[Bioc-devel] GenomicFiles: chunking

Tue Sep 30 01:09:18 CEST 2014

Hi Kasper,

The reduceBy* functions were intended to combine data across ranges or 
files. If we have 10 ranges and 3 files you can think of it as a 10 x 3 
grid where we'll have 30 queries and therefore 30 pieces of information 
that can be combined across different dimensions.

The request to 'processes ranges in one operation' is a good suggestion 
and, as you say, may even be the more common use case.

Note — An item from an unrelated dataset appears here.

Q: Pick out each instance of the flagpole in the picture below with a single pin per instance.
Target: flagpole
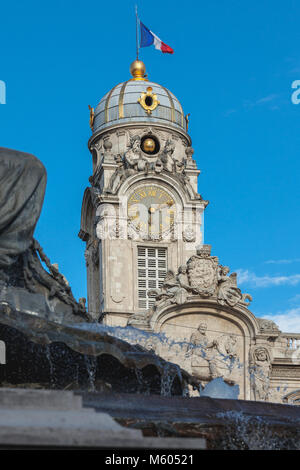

Some action items and explanations:

1)  treat ranges / files as a group

I'll add functions to treat all ranges / files as a group; essentially 
no REDUCER other than concatenation. Chunking (optional) will occur as 
defined by 'yieldSize' in the BamFile.

2)  class clean-up

The GenomicFileViews class was the first iteration. It was overly 
complicated and the complication didn't gain us much. In my mind the 
GenomicFiles class is a striped down version should replace the 
*FileViews classes. I plan to deprecate the *FileViews classes.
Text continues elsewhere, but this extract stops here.